46.Soğuk Rüzgar

Start from the beginning
                                    

"Vakit geldi Gülnar."

"Ben hazırım. Planınız nedir Sultanım ?"

"Şimdi Şehzade Mustafa'yla birlikte benim yanıma gelirken onlarla karşılaşmanı sağlayacağım. Onların sana terbiyesizlik yapmasını sağlayacaksın. Gerisini bana bırak."

"Tamam Sultanım."

Gülnar Sultan odasına geri dönüp Şehzade Mustafa'yı yanına alarak Valide Handan Sultanın odasına geri gitmişi. Nedimeleri Valide Handan Sultanın onları kabul edeceğini ve bir az beklemeleri gerektiğini söylemişti. Bu arada Hatice Sultan ve Nurbahar Sultanda gelmişti. Gülnar Sultan bilerekten Hatice Sultanı tepeden tırnağa tiksiniyormuş gibi süzüyordu. Hatice Sultanın kibri bu harekette sesiz kalmasına izin vermemişti.

"Ne oldu Gülnar ? Bu ne tavır."

"Senden izin alacak değilim. Karşında kim olduğunu unutma."

"Kavga etmeyin lütfen. Valide Sultanımız duyacak."

"Sen buna karışma Nurbahar. Zaten artık bir Şehzaden dahi yok."

Hatice Sultanın bu dedikleri üzerine Nurbahar Sultan gözleri dolmuş lakin geri çekilmemişti. Nurbahar Sultanın bu tavrın gören Hatice Sultan bir anda Nurabahar Sultana saldırıp onu yere düşürmüştü. Ardından Gülnar Sultana dönerek yüksek sesle konuşmaya başlamıştı.

"Eğer sonunun böyle olmasını istemiyorsan sus."

Bu terbiyesizlik karşısında Şehzade Mustafa çok kızmış bir adım öne çıkmıştı.

"Haddinizi aşmayın Hatice Sultan."

"Sen bu işe karışma Mustafa."

"Siz kimsiniz bana emir veriyorsunuz. Bir daha sakın Valideme terbiyesizlik yapmayın."
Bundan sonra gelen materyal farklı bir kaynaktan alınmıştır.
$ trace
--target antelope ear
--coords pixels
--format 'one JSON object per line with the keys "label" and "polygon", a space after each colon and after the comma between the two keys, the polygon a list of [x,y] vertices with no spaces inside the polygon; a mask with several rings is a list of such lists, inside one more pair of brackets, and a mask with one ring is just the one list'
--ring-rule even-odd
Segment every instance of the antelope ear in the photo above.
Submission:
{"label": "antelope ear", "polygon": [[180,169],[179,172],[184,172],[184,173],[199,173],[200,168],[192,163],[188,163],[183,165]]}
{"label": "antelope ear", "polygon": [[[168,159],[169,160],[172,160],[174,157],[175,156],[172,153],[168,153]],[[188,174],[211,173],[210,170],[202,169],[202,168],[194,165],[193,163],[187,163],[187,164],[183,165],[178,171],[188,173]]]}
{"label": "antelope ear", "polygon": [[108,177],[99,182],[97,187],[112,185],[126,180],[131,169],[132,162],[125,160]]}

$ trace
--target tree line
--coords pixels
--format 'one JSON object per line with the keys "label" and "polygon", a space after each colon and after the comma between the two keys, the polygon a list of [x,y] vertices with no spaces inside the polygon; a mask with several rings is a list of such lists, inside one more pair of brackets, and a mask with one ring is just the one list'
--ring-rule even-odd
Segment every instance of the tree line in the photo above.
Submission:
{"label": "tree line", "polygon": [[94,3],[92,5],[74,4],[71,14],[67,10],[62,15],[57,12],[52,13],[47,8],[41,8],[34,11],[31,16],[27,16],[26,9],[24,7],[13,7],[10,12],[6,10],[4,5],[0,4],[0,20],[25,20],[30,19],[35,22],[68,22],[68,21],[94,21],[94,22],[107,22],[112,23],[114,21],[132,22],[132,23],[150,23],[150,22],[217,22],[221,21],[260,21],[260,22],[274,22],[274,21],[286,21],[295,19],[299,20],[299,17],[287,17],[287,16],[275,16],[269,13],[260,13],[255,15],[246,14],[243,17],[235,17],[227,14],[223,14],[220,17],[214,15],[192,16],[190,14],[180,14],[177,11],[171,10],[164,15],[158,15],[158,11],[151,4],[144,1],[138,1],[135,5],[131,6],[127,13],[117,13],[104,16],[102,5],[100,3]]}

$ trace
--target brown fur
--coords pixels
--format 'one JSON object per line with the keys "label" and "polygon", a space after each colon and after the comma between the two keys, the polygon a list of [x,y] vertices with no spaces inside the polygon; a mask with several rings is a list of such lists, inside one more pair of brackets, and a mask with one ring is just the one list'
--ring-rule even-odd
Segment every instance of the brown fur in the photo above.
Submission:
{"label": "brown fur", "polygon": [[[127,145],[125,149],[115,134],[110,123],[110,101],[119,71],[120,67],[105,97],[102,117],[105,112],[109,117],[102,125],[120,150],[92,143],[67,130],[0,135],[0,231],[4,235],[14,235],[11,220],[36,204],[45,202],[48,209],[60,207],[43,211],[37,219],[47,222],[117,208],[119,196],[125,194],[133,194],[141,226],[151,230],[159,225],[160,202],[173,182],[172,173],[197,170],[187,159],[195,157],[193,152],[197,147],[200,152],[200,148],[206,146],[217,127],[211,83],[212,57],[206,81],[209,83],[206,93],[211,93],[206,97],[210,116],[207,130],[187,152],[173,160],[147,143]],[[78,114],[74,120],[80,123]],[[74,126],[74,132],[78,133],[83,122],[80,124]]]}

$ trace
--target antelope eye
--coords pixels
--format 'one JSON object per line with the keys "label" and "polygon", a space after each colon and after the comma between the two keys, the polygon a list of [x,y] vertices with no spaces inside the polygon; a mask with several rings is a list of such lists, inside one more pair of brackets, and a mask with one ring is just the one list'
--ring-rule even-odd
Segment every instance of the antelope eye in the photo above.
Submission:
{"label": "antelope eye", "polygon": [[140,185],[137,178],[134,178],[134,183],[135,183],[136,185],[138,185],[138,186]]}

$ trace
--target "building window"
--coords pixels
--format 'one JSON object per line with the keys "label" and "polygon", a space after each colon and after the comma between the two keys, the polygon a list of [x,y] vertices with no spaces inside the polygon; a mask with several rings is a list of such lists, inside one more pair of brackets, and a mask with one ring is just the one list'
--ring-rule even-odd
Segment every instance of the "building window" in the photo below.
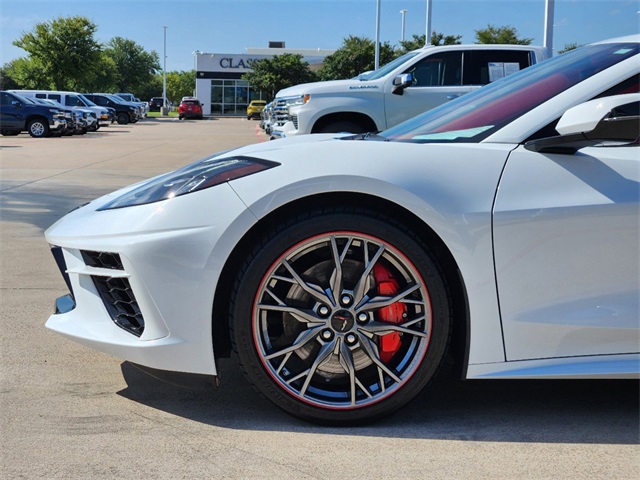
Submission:
{"label": "building window", "polygon": [[211,80],[211,114],[244,115],[251,100],[261,100],[244,80]]}

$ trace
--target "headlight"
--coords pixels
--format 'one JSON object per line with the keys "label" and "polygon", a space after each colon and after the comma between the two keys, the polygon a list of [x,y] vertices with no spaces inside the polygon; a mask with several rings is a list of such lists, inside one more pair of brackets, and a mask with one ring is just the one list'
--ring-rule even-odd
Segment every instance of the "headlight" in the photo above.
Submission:
{"label": "headlight", "polygon": [[311,95],[300,95],[299,97],[291,97],[287,99],[287,106],[304,105],[311,99]]}
{"label": "headlight", "polygon": [[112,200],[98,210],[132,207],[197,192],[280,165],[251,157],[211,158],[157,177]]}
{"label": "headlight", "polygon": [[59,113],[59,110],[57,108],[50,108],[49,111],[51,113]]}

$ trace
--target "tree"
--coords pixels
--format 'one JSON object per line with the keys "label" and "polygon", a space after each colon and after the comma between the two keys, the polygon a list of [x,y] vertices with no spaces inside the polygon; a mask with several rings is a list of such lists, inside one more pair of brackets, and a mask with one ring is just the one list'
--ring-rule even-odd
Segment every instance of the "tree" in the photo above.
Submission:
{"label": "tree", "polygon": [[515,27],[507,25],[496,27],[487,25],[487,28],[476,30],[476,43],[506,43],[511,45],[530,45],[533,38],[518,38]]}
{"label": "tree", "polygon": [[115,65],[114,82],[118,92],[137,92],[160,70],[160,60],[155,50],[147,52],[127,38],[112,38],[107,42],[104,52]]}
{"label": "tree", "polygon": [[0,90],[13,90],[19,89],[20,84],[13,77],[11,72],[13,67],[13,62],[5,63],[2,68],[0,68]]}
{"label": "tree", "polygon": [[579,48],[581,46],[582,46],[581,44],[575,43],[575,42],[567,43],[565,44],[564,48],[562,48],[561,50],[558,50],[558,54],[567,53],[568,51],[575,50],[576,48]]}
{"label": "tree", "polygon": [[40,68],[47,87],[83,90],[100,61],[97,27],[85,17],[59,17],[38,23],[13,44],[29,53],[32,67]]}
{"label": "tree", "polygon": [[[302,55],[285,53],[273,58],[257,60],[251,65],[252,71],[242,76],[256,90],[261,90],[271,98],[283,88],[316,80],[309,64],[302,61]],[[195,84],[195,82],[194,82]]]}
{"label": "tree", "polygon": [[[410,52],[411,50],[417,50],[425,46],[425,38],[426,35],[413,35],[411,40],[406,40],[404,42],[400,42],[402,49],[400,53]],[[431,45],[435,45],[436,47],[440,45],[460,45],[460,39],[462,35],[444,35],[443,33],[438,33],[436,31],[431,32]]]}
{"label": "tree", "polygon": [[[158,76],[162,77],[161,75]],[[167,72],[167,98],[170,102],[176,104],[180,102],[182,97],[191,97],[195,88],[195,71]]]}
{"label": "tree", "polygon": [[[321,80],[341,80],[353,78],[375,67],[375,42],[365,37],[349,35],[342,46],[324,59],[318,72]],[[389,63],[398,53],[389,42],[380,45],[380,65]]]}
{"label": "tree", "polygon": [[[16,58],[5,65],[7,76],[24,89],[49,89],[49,79],[45,76],[42,66],[37,60]],[[3,89],[9,87],[4,86]]]}

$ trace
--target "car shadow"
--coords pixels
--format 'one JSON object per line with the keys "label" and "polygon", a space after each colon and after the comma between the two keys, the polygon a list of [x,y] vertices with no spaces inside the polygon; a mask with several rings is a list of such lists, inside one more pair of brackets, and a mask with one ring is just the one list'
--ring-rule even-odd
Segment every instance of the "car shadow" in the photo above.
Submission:
{"label": "car shadow", "polygon": [[166,384],[121,365],[129,400],[208,425],[434,440],[637,444],[639,383],[632,380],[436,381],[399,412],[359,427],[322,427],[280,412],[260,397],[233,360],[219,365],[211,392]]}

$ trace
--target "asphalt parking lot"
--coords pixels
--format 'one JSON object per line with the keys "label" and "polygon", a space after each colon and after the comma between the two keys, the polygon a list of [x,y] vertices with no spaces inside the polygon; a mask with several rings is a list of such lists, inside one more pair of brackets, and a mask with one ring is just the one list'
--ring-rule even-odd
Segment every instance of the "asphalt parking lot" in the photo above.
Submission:
{"label": "asphalt parking lot", "polygon": [[322,428],[261,399],[233,359],[218,391],[195,392],[44,328],[66,293],[49,225],[118,187],[266,140],[245,119],[0,137],[0,478],[640,478],[638,382],[441,380],[381,422]]}

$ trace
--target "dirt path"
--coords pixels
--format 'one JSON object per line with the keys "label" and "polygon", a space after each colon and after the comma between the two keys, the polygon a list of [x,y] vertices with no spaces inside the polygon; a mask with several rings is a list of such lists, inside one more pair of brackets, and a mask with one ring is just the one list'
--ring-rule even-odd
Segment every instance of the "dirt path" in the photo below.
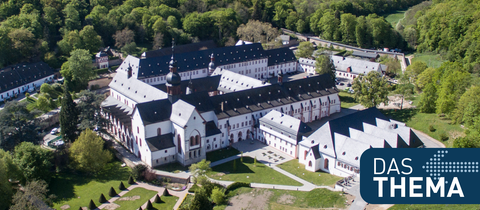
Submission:
{"label": "dirt path", "polygon": [[268,200],[272,192],[268,190],[254,189],[250,193],[234,196],[225,210],[263,210],[268,208]]}

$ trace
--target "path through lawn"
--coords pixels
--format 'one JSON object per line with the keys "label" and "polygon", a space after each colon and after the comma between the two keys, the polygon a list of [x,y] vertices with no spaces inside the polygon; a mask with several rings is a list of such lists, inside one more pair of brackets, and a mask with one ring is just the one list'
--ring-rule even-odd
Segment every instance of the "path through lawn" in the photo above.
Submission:
{"label": "path through lawn", "polygon": [[[158,192],[153,190],[147,190],[145,188],[137,187],[133,188],[130,192],[123,195],[121,198],[116,200],[114,203],[118,204],[118,207],[115,210],[132,210],[138,209],[138,207],[145,204],[150,198],[155,196]],[[162,198],[164,198],[162,196]],[[175,203],[173,204],[175,205]]]}

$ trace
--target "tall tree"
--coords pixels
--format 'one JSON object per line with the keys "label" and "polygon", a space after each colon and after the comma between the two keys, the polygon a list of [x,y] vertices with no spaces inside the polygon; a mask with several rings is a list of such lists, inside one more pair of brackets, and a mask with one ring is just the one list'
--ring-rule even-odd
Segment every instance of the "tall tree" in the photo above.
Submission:
{"label": "tall tree", "polygon": [[212,203],[208,199],[208,194],[205,188],[200,188],[195,192],[193,201],[190,204],[190,210],[211,210],[213,209]]}
{"label": "tall tree", "polygon": [[77,138],[78,110],[72,100],[70,92],[65,87],[60,110],[60,134],[63,139],[73,142]]}
{"label": "tall tree", "polygon": [[25,58],[30,58],[34,54],[35,36],[27,29],[14,29],[8,37],[13,43],[13,49]]}
{"label": "tall tree", "polygon": [[311,42],[300,42],[300,45],[298,45],[298,50],[295,52],[295,56],[297,58],[310,58],[312,57],[314,50],[315,47],[313,47]]}
{"label": "tall tree", "polygon": [[47,203],[52,197],[47,197],[48,185],[43,180],[28,182],[23,190],[18,190],[13,196],[13,206],[10,210],[53,210]]}
{"label": "tall tree", "polygon": [[342,31],[342,41],[346,43],[354,43],[356,41],[355,28],[357,25],[357,17],[350,13],[340,16],[340,30]]}
{"label": "tall tree", "polygon": [[12,201],[12,185],[9,182],[11,175],[10,167],[13,166],[12,158],[8,152],[0,149],[0,209],[8,209]]}
{"label": "tall tree", "polygon": [[117,31],[115,35],[113,35],[113,38],[115,39],[115,47],[122,48],[126,44],[132,43],[135,40],[134,37],[135,33],[133,33],[133,31],[128,28]]}
{"label": "tall tree", "polygon": [[90,90],[82,90],[79,94],[77,110],[79,111],[80,130],[94,129],[96,126],[103,127],[105,119],[101,115],[101,107],[105,96]]}
{"label": "tall tree", "polygon": [[88,86],[88,81],[95,75],[91,54],[84,49],[74,50],[70,54],[60,73],[68,81],[70,90],[80,91]]}
{"label": "tall tree", "polygon": [[53,154],[31,142],[22,142],[15,147],[13,162],[23,174],[20,181],[25,183],[33,180],[50,181]]}
{"label": "tall tree", "polygon": [[27,102],[7,102],[0,112],[0,147],[12,150],[21,142],[34,142],[40,140],[35,115],[38,110],[28,111]]}
{"label": "tall tree", "polygon": [[355,98],[367,108],[388,103],[387,80],[376,71],[368,72],[367,75],[360,74],[353,80],[352,89]]}
{"label": "tall tree", "polygon": [[83,49],[88,50],[91,54],[97,53],[102,46],[102,37],[100,37],[93,26],[87,25],[80,31]]}
{"label": "tall tree", "polygon": [[320,55],[317,57],[315,63],[315,71],[318,74],[329,74],[332,80],[335,82],[336,70],[335,65],[333,65],[332,59],[329,55]]}
{"label": "tall tree", "polygon": [[437,98],[437,88],[433,83],[428,83],[423,88],[423,92],[420,94],[420,100],[418,101],[418,108],[420,108],[420,112],[434,113]]}
{"label": "tall tree", "polygon": [[471,127],[475,118],[480,116],[480,87],[472,86],[460,97],[454,110],[452,120],[456,123],[464,123]]}
{"label": "tall tree", "polygon": [[90,129],[84,130],[70,147],[73,166],[91,174],[100,172],[112,159],[110,151],[104,149],[105,142]]}

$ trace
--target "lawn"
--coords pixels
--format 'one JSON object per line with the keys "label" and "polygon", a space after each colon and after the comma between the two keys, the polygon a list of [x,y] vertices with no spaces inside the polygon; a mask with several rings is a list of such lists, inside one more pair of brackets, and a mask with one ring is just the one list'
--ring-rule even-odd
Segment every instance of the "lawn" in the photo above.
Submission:
{"label": "lawn", "polygon": [[350,108],[352,106],[357,105],[358,103],[355,101],[354,95],[351,93],[347,93],[345,91],[340,91],[338,93],[340,97],[340,103],[342,108]]}
{"label": "lawn", "polygon": [[[345,196],[341,192],[333,192],[323,188],[313,189],[310,192],[271,190],[273,195],[270,197],[270,209],[291,210],[291,207],[299,208],[344,208]],[[291,203],[281,204],[279,200],[285,196],[292,196]]]}
{"label": "lawn", "polygon": [[[236,167],[234,166],[234,162]],[[302,186],[301,183],[262,163],[257,162],[256,166],[254,166],[253,163],[253,158],[243,157],[243,162],[241,162],[240,159],[226,162],[213,167],[212,171],[207,173],[207,175],[210,178],[223,181]],[[236,170],[234,170],[235,168]],[[223,173],[225,173],[225,175],[223,175]]]}
{"label": "lawn", "polygon": [[[441,142],[446,147],[452,147],[453,140],[463,135],[463,128],[460,125],[452,124],[450,119],[439,117],[437,114],[420,113],[416,109],[380,111],[394,120],[405,122],[408,127],[422,131],[434,139],[440,140],[440,134],[445,133],[449,139]],[[429,130],[430,125],[433,125],[435,131]]]}
{"label": "lawn", "polygon": [[187,194],[187,197],[183,200],[182,204],[180,205],[179,209],[182,207],[188,206],[192,203],[194,195]]}
{"label": "lawn", "polygon": [[335,183],[342,179],[341,177],[331,175],[325,172],[311,172],[305,170],[305,165],[298,162],[298,159],[293,159],[291,161],[282,163],[278,165],[279,168],[288,171],[289,173],[304,179],[308,182],[311,182],[318,186],[331,186],[334,187]]}
{"label": "lawn", "polygon": [[130,168],[121,167],[121,162],[109,163],[105,170],[96,176],[85,174],[61,173],[53,177],[50,183],[50,193],[57,195],[53,208],[61,209],[63,205],[69,205],[70,209],[88,206],[92,199],[98,206],[98,198],[103,193],[110,199],[108,192],[110,187],[120,192],[118,186],[123,181],[125,187],[129,187],[127,180],[130,175]]}
{"label": "lawn", "polygon": [[160,196],[160,199],[162,199],[161,203],[152,203],[153,208],[170,210],[173,209],[179,198],[177,196]]}
{"label": "lawn", "polygon": [[26,101],[27,101],[27,103],[28,103],[28,104],[27,104],[27,110],[28,110],[28,111],[32,111],[32,110],[34,110],[35,108],[37,108],[37,100],[36,100],[35,98],[33,98],[33,97],[28,97],[28,98],[26,99]]}
{"label": "lawn", "polygon": [[393,28],[395,28],[397,26],[397,23],[398,21],[400,21],[403,17],[404,17],[404,14],[407,10],[398,10],[398,11],[395,11],[393,13],[390,13],[385,17],[385,20],[389,23],[392,24]]}
{"label": "lawn", "polygon": [[182,171],[187,171],[188,167],[187,166],[182,166],[178,162],[174,162],[174,163],[169,163],[169,164],[157,166],[157,167],[155,167],[155,169],[161,170],[161,171],[167,171],[167,172],[171,172],[171,173],[180,173]]}
{"label": "lawn", "polygon": [[[229,198],[247,194],[253,197],[265,195],[265,191],[270,192],[268,198],[269,208],[272,210],[305,210],[305,209],[319,209],[319,208],[345,208],[345,196],[341,192],[333,192],[327,189],[318,188],[310,192],[304,191],[290,191],[290,190],[274,190],[274,189],[259,189],[259,188],[238,188],[229,193]],[[193,197],[193,196],[192,196]],[[288,200],[288,201],[287,201]],[[225,209],[226,206],[219,206],[217,208]]]}
{"label": "lawn", "polygon": [[397,204],[389,210],[477,210],[480,209],[478,204]]}
{"label": "lawn", "polygon": [[[140,196],[139,199],[136,200],[116,200],[114,203],[118,204],[120,207],[116,208],[116,210],[132,210],[132,209],[137,209],[138,207],[142,206],[145,204],[148,200],[153,198],[155,194],[158,192],[153,191],[153,190],[147,190],[145,188],[137,187],[133,188],[130,192],[126,193],[123,195],[121,198],[126,198],[126,197],[133,197],[133,196]],[[173,204],[175,205],[175,204]]]}
{"label": "lawn", "polygon": [[438,68],[446,60],[442,59],[439,54],[435,53],[415,53],[415,57],[412,59],[414,61],[423,61],[427,64],[428,67]]}
{"label": "lawn", "polygon": [[233,147],[227,147],[226,149],[219,149],[212,152],[207,152],[207,160],[213,163],[215,161],[219,161],[238,154],[240,154],[240,152],[237,149]]}

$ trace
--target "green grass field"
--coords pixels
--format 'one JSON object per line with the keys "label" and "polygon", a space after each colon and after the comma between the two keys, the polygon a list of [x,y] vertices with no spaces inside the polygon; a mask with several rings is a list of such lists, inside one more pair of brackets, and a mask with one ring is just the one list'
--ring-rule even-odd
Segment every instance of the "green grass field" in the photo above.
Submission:
{"label": "green grass field", "polygon": [[[394,120],[405,122],[408,127],[422,131],[437,140],[440,140],[440,134],[444,132],[449,139],[440,142],[446,147],[452,147],[454,137],[463,135],[463,128],[460,125],[452,124],[450,119],[439,117],[437,114],[420,113],[416,109],[381,110],[381,112]],[[435,131],[429,130],[430,125],[433,125]]]}
{"label": "green grass field", "polygon": [[355,101],[354,95],[351,93],[341,91],[338,93],[338,96],[340,97],[340,103],[342,108],[350,108],[358,104]]}
{"label": "green grass field", "polygon": [[311,182],[318,186],[335,186],[335,183],[342,179],[341,177],[331,175],[325,172],[311,172],[305,170],[305,165],[298,162],[298,159],[293,159],[291,161],[282,163],[278,165],[281,169],[288,171],[289,173],[304,179],[305,181]]}
{"label": "green grass field", "polygon": [[185,198],[185,200],[183,200],[183,202],[182,202],[182,204],[180,205],[179,208],[190,205],[193,201],[193,197],[194,197],[194,195],[187,194],[187,197]]}
{"label": "green grass field", "polygon": [[435,53],[415,53],[415,57],[412,59],[414,61],[423,61],[427,64],[428,67],[438,68],[446,60],[442,59],[439,54]]}
{"label": "green grass field", "polygon": [[235,156],[238,154],[240,154],[240,152],[233,147],[226,148],[226,149],[219,149],[212,152],[207,152],[207,160],[213,163],[215,161],[219,161],[227,157]]}
{"label": "green grass field", "polygon": [[388,14],[385,17],[385,20],[387,22],[389,22],[390,24],[392,24],[393,28],[395,28],[397,26],[397,23],[398,21],[400,21],[403,17],[404,17],[404,14],[407,10],[398,10],[398,11],[395,11],[391,14]]}
{"label": "green grass field", "polygon": [[480,209],[478,204],[397,204],[389,210],[477,210]]}
{"label": "green grass field", "polygon": [[[114,203],[118,204],[120,207],[116,208],[116,210],[132,210],[138,209],[138,207],[145,204],[148,200],[150,200],[153,196],[157,194],[156,191],[147,190],[145,188],[137,187],[132,189],[130,192],[123,195],[121,198],[132,197],[132,196],[140,196],[140,199],[137,200],[122,200],[122,201],[115,201]],[[121,199],[119,198],[119,199]],[[162,197],[163,198],[163,197]],[[175,205],[175,204],[173,204]]]}
{"label": "green grass field", "polygon": [[[270,197],[270,209],[291,210],[292,207],[298,208],[344,208],[345,196],[341,192],[333,192],[323,188],[317,188],[310,192],[271,190],[273,195]],[[280,204],[279,200],[284,195],[293,196],[293,203]]]}
{"label": "green grass field", "polygon": [[170,210],[173,209],[179,198],[177,196],[160,196],[160,199],[162,199],[161,203],[152,203],[153,208]]}
{"label": "green grass field", "polygon": [[[236,170],[234,170],[234,162],[236,165]],[[207,173],[207,175],[210,178],[223,181],[302,186],[301,183],[271,169],[262,163],[257,162],[256,166],[254,166],[253,163],[253,158],[243,157],[243,162],[241,162],[240,159],[226,162],[213,167],[212,171]],[[218,173],[225,173],[225,175],[220,176]]]}
{"label": "green grass field", "polygon": [[98,198],[103,193],[110,199],[108,191],[113,187],[117,193],[120,193],[118,186],[123,181],[125,187],[130,176],[130,168],[121,167],[121,162],[109,163],[105,170],[97,176],[87,176],[84,174],[62,173],[56,175],[50,182],[50,193],[55,194],[57,199],[53,200],[53,208],[59,210],[63,205],[69,205],[69,209],[78,209],[86,207],[92,199],[97,206]]}

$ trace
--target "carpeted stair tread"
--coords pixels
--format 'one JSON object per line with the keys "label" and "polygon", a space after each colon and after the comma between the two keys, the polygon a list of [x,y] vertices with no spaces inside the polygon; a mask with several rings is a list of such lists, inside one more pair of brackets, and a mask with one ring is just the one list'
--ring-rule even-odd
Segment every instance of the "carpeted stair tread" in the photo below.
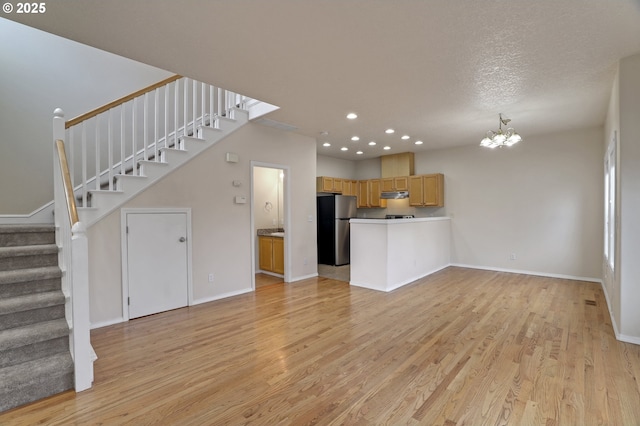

"Bak sen şuna. Hünkarın yanında uslu sakin. Hünkar gidince Arslan kesiliyor. Yılanın oğlundan ne beklenir ki."

"Bu ne terbiyesizlik."

Herkes sesin kaynağına döndüğünde Valide Handan Sultan ve Sultan Selimin orada olduğun görmüştüler. Ağalar derhal Nurbahar Sultanı şifahaneye kaldırmıştı. Sultan Selim ve Valide Handan Sultan akşama doğru bir karar almıştılar. Sultan Selim, Hatice Sultan ve Nurbahar Sultanı Eski Saraya sürmüştü. Bunu duyduğunda Hatice Sultan kabul etmek istememişti. Nurbahar Sultanın Saraydan sürüldüğü haberin duyduğunda Baharnaz Sultan çok kızmıştı. Gülnar Sultan hamamdayken Hatice Sultanla karşılaşmıştı.

"Hemen sevinme. Elbet Hünkarımız af edecek beni.Ve bu Saray geri döneceğim."

"Boş hayeller kurup onlarla kendini kandırıyorsun Hatice."

"Saraya geri dönüp Şehzadeler doğurduğumda öyle diye bilecek misin ?"

"Bu olmayacak. Sanki gebe kalıp doğurdunda ne oldu. Nerede Şehzaden ?"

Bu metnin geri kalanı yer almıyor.